The (hand-made) function

uint32_t hash(uint32_t x)
{
    x ^= x >> 15;
    x ^= (x * x) | 1u;
    x ^= x >> 17;
    x *= 0x9E3779B9u;
    x ^= x >> 13;
    return x;
}

appears to have better avalanche scores than known murmur3-style two-rounders (but weaker than triple32), and does decently as a PRNG (according to PractRand).

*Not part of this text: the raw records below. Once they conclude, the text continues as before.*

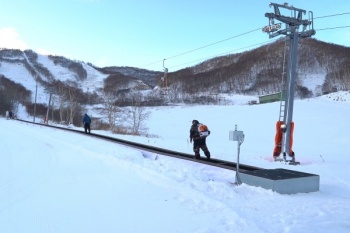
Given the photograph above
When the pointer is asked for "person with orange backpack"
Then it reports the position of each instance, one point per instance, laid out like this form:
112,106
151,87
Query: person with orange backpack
198,134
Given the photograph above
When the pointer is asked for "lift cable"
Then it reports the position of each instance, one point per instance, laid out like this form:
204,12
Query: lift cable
245,33
326,16
222,54
205,46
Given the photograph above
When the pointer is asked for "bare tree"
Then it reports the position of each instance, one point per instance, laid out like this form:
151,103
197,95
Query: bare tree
139,114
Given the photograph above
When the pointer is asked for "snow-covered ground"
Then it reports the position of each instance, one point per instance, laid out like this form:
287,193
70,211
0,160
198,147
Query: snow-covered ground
56,181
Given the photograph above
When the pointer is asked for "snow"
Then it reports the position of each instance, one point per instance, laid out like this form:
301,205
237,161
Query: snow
56,181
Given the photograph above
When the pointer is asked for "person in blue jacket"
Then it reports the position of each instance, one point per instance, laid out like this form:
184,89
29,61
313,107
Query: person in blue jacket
86,122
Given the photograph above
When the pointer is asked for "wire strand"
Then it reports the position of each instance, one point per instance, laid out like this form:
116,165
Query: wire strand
242,34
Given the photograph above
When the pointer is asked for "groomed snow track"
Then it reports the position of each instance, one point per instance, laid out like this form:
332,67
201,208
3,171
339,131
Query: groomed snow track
160,151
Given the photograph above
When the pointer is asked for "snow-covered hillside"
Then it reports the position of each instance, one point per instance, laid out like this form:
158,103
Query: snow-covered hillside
56,181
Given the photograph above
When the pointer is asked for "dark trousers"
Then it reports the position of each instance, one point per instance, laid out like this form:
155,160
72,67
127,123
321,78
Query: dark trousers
200,144
87,127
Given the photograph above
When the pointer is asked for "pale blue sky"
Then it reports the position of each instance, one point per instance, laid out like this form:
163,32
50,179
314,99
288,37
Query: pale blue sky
141,33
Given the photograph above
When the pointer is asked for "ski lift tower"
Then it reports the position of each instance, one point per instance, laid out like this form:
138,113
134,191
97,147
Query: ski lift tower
291,31
165,79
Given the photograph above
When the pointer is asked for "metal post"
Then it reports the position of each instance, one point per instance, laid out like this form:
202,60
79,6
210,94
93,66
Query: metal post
239,137
36,92
48,109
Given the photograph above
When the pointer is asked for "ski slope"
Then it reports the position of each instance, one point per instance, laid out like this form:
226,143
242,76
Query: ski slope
57,181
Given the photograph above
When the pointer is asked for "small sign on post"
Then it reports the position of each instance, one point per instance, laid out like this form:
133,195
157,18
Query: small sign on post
237,136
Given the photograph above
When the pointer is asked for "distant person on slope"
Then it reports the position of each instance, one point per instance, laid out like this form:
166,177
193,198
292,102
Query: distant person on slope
198,141
86,122
11,115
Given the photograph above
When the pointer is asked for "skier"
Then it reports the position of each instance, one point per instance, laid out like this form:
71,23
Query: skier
198,141
86,122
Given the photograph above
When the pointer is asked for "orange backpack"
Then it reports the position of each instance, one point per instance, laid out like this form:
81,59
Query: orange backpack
203,130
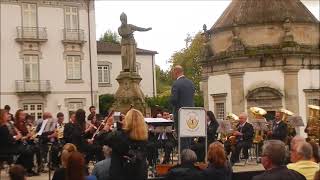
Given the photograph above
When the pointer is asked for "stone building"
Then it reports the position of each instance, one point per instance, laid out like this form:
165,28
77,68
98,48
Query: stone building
109,67
262,53
48,56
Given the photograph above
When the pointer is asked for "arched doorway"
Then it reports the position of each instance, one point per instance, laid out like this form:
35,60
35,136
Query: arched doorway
267,98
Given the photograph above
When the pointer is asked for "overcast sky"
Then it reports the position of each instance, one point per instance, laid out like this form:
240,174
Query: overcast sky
171,21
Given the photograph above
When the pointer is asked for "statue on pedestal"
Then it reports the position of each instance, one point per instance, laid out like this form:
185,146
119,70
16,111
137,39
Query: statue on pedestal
129,91
128,44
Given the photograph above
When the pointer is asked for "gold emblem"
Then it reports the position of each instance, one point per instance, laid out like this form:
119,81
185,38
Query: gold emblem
193,121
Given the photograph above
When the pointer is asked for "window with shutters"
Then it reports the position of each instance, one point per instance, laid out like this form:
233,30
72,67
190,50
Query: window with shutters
73,68
104,74
31,68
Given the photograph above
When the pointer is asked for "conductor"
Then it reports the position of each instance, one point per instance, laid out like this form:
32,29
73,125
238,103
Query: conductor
182,93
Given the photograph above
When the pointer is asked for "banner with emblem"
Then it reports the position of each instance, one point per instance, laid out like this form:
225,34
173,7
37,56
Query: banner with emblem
192,122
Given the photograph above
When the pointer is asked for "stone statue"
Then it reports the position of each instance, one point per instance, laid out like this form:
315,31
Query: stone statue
128,44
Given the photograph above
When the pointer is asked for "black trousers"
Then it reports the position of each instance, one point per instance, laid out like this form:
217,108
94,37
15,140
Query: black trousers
241,145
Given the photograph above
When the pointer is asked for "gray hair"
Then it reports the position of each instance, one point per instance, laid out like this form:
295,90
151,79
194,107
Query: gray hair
187,155
304,149
272,146
106,151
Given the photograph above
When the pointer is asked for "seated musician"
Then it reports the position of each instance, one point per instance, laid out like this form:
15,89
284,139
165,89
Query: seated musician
244,138
167,140
279,129
26,145
45,132
59,141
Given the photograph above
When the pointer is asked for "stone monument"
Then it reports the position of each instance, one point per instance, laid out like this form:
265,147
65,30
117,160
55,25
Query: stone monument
129,92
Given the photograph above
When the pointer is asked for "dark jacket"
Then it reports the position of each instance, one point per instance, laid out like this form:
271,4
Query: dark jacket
279,131
184,172
281,173
247,131
212,131
7,142
120,169
223,173
182,93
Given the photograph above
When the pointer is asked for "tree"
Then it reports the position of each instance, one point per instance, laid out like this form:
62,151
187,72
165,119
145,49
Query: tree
189,58
110,36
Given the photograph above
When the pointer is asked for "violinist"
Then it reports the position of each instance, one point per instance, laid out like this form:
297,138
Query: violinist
26,146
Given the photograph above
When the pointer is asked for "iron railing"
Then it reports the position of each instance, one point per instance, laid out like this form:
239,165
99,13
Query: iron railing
36,86
32,33
73,35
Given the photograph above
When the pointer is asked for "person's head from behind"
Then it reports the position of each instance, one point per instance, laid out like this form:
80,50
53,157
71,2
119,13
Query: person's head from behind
92,109
243,117
216,155
210,116
303,152
177,71
67,150
316,152
135,125
60,117
7,108
17,172
269,158
3,116
75,166
188,156
166,114
106,151
293,147
20,115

Function Linf RMS PractRand
xxHash 8658392 1195645.4 Fails at 16KB
MurmurHash3 4044016 566904.4 Fails at 16KB
lowbias32 2023971 372660.4 Fails at 32KB
lowbias32_tib 1211488 231074.2 Fails at 64KB
this 836260 121867.6 Fails at 1GB
triple32 167788 44857.8 Fails at 1GB ('mildly suspicious' at 8KB)

lowbias32_tib is TheIronBorn's version.

Avalanche scores use unscaled abs(counts[i][j]-(1ul<<31)). Looks like RMS is 2^31/1000 times what prospector -E reports.

PractRand is the result of while(1) output(hash(i++)); piped to RNG_test stdin32 -tlmin 1K -te 0 -tf 2 (you may want -te 1 instead).

Would be nice if someone double-checks this.

Might be worthwhile to prospect around a bit for functions of this form.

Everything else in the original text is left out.